Third: People ask: Is Medicaid better or worse than private insurance in gaining access to needed care? Having Medicaid is obviously better than being uninsured. Yet it is difficult and probably misplaced to give a broad thumbs-up or thumbs-down answer to the basic question. One should give different answers for different people, who face different challenges in their access to medical and social services.
Within that NEJM study, patients faced serious but basic issues: A broken bone, diagnosing type I diabetes, and so on. Medicaid patients can get reasonable, no-frills access to safety-net providers who address these concerns and who have genuine expertise in addressing the challenges people face in low-income communities. In serving these patients, a key policy challenge is to provide a financially sound infrastructure which ensures high-quality and dignified services within this network of care.
Medicaid is designed for patients with complex medical and social service needs. There is no genuine private-sector equivalent for many Medicaid services provided to disabled individuals with special needs. Medicaid is also designed—and this is important–for patients who have no money. My wife and I care for a dual-eligible individual who has faced complex and costly service needs. We have encountered many issues with his Medicaid coverage. He has not faced financial difficulties related to his insurance coverage.
If you are a low-income worker whose child has a costly illness, your private insurance could easily impose crushing financial burdens. The Affordable Care Act makes great progress on this front through regulatory measures that limit out-of-pocket spending, rescissions, and more. Still, if one’s child has a $500,000 cancer diagnosis, Medicaid provides better protection against medical bankruptcy than private insurers are likely to do.
These are the strengths of Medicaid. Yet thinking about that $500,000 cancer, you would probably want your child to receive excellent care from the best provider.
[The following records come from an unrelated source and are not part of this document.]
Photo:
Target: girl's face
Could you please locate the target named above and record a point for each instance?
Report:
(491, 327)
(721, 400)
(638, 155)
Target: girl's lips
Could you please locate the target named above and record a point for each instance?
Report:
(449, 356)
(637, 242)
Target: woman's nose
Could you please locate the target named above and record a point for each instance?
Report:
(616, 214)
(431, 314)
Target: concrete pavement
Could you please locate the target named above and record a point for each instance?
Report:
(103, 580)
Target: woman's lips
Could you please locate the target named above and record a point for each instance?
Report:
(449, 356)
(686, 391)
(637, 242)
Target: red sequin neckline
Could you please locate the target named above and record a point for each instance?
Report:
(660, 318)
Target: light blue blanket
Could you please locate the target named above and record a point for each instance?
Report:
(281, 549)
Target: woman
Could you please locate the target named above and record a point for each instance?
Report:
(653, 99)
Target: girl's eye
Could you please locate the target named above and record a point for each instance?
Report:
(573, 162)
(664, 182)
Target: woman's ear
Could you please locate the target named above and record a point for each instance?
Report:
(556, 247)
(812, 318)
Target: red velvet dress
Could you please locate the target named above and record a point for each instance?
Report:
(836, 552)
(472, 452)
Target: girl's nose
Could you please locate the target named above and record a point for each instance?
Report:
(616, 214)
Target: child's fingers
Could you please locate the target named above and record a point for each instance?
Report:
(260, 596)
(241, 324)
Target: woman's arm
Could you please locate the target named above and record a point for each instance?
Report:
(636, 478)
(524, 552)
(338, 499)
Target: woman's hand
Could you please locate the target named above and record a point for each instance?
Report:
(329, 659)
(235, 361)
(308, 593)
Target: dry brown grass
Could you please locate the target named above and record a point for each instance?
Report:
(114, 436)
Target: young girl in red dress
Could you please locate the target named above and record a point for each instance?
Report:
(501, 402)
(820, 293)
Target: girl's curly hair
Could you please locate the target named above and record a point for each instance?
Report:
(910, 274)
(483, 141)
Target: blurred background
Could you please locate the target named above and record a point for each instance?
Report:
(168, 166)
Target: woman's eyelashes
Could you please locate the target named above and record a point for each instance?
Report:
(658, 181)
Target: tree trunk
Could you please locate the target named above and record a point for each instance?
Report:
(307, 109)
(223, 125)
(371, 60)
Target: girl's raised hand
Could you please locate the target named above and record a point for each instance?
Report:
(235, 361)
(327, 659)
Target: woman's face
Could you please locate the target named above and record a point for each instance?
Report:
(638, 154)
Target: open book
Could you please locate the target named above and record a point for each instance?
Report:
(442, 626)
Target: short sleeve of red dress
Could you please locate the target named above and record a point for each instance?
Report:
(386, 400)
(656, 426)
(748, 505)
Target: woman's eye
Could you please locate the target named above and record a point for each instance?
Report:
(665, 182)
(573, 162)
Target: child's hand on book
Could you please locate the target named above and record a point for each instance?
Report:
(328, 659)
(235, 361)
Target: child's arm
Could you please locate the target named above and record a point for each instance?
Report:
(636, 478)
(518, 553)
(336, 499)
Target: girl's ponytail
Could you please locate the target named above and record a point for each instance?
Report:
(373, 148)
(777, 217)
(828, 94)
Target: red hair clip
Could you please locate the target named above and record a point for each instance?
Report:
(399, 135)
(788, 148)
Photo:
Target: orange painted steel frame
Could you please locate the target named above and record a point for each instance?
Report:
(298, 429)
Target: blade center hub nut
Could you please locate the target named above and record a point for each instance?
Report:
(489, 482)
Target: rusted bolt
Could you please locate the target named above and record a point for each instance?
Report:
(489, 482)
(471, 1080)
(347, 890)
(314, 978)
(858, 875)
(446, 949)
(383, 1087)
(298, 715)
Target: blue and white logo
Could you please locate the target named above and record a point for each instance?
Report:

If your mother experienced a heart problem or a strange diabetes complication, you would want her to receive care from the most technically proficient specialists. This week’s NEJM study suggests that this might be hard. Many specialists are very reluctant to take Medicaid patients.
Disparate access to technically proficient providers and hospitals means a lot to individual patient. It also matters at the population level, for example in explaining black-white health disparities. Pressing harder to broaden access, to raise the quality of safety-net providers, and to strengthen Medicaid itself are key challenges in improving public health. These are also major efforts pursued within the Affordable Care Act.